A Quayle Rather Than a Tiger by the Tail : The Conservatives Have Had Their Moment, and They Have Gotten the Message
One of the more eloquent testimonies to the sad disarray of the Republican conservatives was their reported elation at the choice of Indiana Sen. Dan Quayle by Vice President George Bush as his running mate.
While it is true that Quayle’s voting record in the Senate--a solid 82% rating with the American Conservative Union--would make him acceptable to the right, he champions no issues that are truly dear to their hearts. His affable blandness also raises questions of how energetically he would push the agenda of the right with Bush, a man whose credentials as a conservative have always been suspect.
Bush deserves a good deal of credit for political astuteness in picking Quayle, because the selection gives him legitimacy with the conservatives without pandering to them by selecting one of their darlings. Had he chosen almost any other prominent conservative, he would have had a tiger by the tail. Rep. Jack Kemp (R-N.Y.), a man whom Bush reportedly cannot abide, is a true believer in a variety of economic nostrums that Bush regards as hare-brained. Former U.N. Ambassador Jeane Kirkpatrick, the La Pasionaria of the American right, is still in her pre- glasnost fighting crouch and might upstage and embarrass the less combative Bush in the one area in which he claims unchallenged supremacy over Democratic presidential nominee Michael S. Dukakis--foreign affairs.
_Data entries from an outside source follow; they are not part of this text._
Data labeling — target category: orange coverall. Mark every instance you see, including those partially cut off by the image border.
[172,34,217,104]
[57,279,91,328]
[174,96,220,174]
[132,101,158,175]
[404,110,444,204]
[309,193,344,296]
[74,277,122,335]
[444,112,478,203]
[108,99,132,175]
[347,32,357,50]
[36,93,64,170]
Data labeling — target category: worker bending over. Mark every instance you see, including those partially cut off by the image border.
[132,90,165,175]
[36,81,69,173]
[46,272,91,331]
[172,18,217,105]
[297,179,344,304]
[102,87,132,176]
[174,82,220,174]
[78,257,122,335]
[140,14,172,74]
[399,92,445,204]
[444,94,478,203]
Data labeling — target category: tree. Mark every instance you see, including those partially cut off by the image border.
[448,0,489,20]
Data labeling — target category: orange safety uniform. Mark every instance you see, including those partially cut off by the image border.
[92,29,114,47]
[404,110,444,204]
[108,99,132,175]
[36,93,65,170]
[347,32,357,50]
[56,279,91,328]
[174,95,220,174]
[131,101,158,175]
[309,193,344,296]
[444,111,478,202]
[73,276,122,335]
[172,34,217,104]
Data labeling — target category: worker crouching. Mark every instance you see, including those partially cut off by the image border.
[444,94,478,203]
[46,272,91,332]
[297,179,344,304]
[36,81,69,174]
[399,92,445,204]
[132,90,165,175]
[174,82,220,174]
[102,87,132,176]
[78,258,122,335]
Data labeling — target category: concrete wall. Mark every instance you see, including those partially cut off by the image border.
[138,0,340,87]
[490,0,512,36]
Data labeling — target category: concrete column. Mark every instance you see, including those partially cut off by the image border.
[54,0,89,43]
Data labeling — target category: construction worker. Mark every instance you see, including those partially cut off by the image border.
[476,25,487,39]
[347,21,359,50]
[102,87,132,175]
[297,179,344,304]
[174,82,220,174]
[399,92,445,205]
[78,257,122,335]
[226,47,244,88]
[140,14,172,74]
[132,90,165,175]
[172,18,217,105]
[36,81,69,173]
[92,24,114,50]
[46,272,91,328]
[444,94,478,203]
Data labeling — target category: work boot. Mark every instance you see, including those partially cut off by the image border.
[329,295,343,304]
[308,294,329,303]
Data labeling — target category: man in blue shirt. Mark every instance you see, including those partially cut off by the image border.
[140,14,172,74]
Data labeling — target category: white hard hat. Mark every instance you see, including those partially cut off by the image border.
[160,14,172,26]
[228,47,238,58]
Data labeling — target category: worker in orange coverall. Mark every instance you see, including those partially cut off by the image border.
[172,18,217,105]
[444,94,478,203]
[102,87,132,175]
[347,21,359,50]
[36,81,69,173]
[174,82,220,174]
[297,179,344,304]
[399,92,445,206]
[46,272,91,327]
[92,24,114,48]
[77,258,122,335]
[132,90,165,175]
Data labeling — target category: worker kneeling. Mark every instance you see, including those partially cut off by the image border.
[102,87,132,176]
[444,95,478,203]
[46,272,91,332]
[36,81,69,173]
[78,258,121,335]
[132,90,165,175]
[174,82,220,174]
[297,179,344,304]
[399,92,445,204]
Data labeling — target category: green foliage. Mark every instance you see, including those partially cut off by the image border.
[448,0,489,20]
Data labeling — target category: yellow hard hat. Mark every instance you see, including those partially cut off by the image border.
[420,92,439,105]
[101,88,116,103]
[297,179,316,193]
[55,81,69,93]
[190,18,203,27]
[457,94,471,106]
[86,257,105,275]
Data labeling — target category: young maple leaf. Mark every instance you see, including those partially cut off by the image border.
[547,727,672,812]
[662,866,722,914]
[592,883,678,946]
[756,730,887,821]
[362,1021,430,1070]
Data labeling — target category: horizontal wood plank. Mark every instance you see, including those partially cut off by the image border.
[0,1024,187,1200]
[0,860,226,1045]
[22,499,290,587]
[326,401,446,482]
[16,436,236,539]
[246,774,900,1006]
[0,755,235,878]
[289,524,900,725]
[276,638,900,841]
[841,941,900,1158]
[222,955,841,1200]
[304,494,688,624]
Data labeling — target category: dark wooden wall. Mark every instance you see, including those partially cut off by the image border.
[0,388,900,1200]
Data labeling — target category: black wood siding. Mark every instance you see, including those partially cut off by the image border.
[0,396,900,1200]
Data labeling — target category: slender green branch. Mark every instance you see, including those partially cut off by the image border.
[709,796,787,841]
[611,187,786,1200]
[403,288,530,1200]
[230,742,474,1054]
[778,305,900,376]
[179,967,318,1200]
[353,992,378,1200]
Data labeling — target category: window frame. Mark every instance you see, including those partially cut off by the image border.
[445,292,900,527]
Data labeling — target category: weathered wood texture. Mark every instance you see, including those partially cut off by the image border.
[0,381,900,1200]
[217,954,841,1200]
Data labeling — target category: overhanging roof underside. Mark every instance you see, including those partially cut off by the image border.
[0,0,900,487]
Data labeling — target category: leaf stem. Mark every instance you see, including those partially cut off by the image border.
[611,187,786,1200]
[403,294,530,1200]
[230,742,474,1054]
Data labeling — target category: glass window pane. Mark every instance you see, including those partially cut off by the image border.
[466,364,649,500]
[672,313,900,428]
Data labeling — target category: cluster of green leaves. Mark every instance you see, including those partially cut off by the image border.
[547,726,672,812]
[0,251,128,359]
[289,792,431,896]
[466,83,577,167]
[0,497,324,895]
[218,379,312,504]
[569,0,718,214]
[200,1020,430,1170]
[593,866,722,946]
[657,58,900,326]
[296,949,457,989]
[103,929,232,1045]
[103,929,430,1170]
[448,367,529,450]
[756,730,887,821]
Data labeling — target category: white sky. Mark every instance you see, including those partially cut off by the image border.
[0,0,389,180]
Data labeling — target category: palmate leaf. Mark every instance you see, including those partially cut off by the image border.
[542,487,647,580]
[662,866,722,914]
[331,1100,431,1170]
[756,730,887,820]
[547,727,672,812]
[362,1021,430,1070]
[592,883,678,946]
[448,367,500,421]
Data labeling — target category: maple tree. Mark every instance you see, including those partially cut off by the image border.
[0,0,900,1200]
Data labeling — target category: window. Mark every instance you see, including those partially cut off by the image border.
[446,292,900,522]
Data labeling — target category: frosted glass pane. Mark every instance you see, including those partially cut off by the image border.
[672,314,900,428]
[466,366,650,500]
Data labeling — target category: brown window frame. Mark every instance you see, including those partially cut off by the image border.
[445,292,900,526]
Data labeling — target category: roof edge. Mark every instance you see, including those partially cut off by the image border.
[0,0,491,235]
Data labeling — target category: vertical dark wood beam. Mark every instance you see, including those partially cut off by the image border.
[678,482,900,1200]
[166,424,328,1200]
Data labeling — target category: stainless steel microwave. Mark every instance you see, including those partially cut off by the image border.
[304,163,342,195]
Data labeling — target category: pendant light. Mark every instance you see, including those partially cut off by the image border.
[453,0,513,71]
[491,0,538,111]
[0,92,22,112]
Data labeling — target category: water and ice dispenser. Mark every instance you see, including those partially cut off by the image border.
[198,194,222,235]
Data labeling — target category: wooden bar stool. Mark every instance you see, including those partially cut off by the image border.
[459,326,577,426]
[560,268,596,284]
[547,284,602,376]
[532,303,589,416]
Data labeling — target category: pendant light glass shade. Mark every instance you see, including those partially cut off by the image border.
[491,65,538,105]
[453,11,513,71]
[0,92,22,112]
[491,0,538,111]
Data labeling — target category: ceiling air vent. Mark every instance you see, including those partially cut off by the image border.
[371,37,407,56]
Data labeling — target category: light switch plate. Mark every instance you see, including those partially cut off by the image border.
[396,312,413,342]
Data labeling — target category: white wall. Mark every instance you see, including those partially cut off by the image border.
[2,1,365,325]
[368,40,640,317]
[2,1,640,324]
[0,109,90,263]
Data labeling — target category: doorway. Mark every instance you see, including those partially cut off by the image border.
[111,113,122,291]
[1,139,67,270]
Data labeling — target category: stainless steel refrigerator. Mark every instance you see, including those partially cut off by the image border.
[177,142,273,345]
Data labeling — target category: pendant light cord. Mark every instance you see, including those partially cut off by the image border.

As for Sen. Bob Dole (R-Kan.), he no longer is seen by many conservatives as one of their own. Rather, he is regarded as a man who has been hopelessly compromised by the moderate give-and-take of Senate politics and whose sallies at liberalism seem to be more cantankerous than pointed.
The quiescence of this most raucous group of Republicans at New Orleans has been the most notable feature of a convention that has generally been devoid of benchmark events. The leadership of the once-mighty right has fallen to New Hampshire’s Sen. Gordon J. Humphrey, a man unlikely to be confused with the Granite State’s great statesman, Daniel Webster. Humphrey’s vetting of the proceedings has been cranky and episodic rather than passionate and sustained. The right wing’s favorite senator, Jesse Helms of North Carolina, has been invisible in New Orleans, and such ideological enforcers as Patrick Buchanan have chosen to take the high road of political commentary. What has happened to the Republican right that was so influential in 1981 that one of its stalwarts, Paul M. Weyrich, could publicly intimidate newly elected Vice President Bush and warn him that his every act would be scrutinized for its fidelity to the Reagan principles? What has happened to make the Robertsons and the Falwells so sweet-tempered and compliant, despite their certain knowledge that Bush is at best a thinly galvanized conservative?
The most obvious answer is that the right has simply gotten everything at once. Bush, in his 7 1/2 years as vice president, has not dissented from any major element of the Reagan policy and has even at times seemed to be its most energetic cheerleader. Bush’s choice for a running mate is well within the acceptable doctrinal limits. And the platform adopted by the GOP is a photo duplicate of the conservative 1984 document that venerates all of the conservative dogmas. While all of this gladdens the hearts of conservatives, the cumulative effect has not been to energize them.
The true source of conservative demobilization lies not in the adroit--some would say slavish--conformity of Bush to the Reagan principles. Nor has the right wing been sedated by a 1988 platform lifted virtually in its entirety from the one on which Reagan ran in 1984. The real source of conservatives’ quiescence and their token and half-hearted efforts made earlier this week to put up a candidate to run against Bush is none other than Ronald Reagan himself.
Reagan, this century’s only conservative activist President, advanced the small government, anti-communist campaign of the American right to its furthest practical point within the restrictions of this political system. Yet he will end these two triumphant terms with major pledges unredeemed in the areas of abortion, school prayer and the shrinkage of the federal stablishment. What is even more somber, from the perspective of the right, is that relations with the communist nations of the world have never been better. The American right has gone as far as it can go with Reagan. Its cause will not progress much with Bush, a man whose viscera do not throb to the same conservative impulses. But the conservatives did not even send their first team to New Orleans to challenge him--because he enjoys Reagan’s benediction.
The gestures to conservatives in the form of Quayle, a minor conservative figure at best, and a platform that is about as binding on Bush as the receipt that you get at a parking lot disclaiming liability for damage to your car, are mere trimmings.
With nothing to hope for and nowhere to go, American conservatives are between the upper and nether millstones. On the top is the weight of a revolution that tested the limits of what was achievable in the conservative agenda. Below lies the hard reality that the future holds either a President whose commitment to the cause is lukewarm at best or, most horrifying of all, a Democrat in the White House.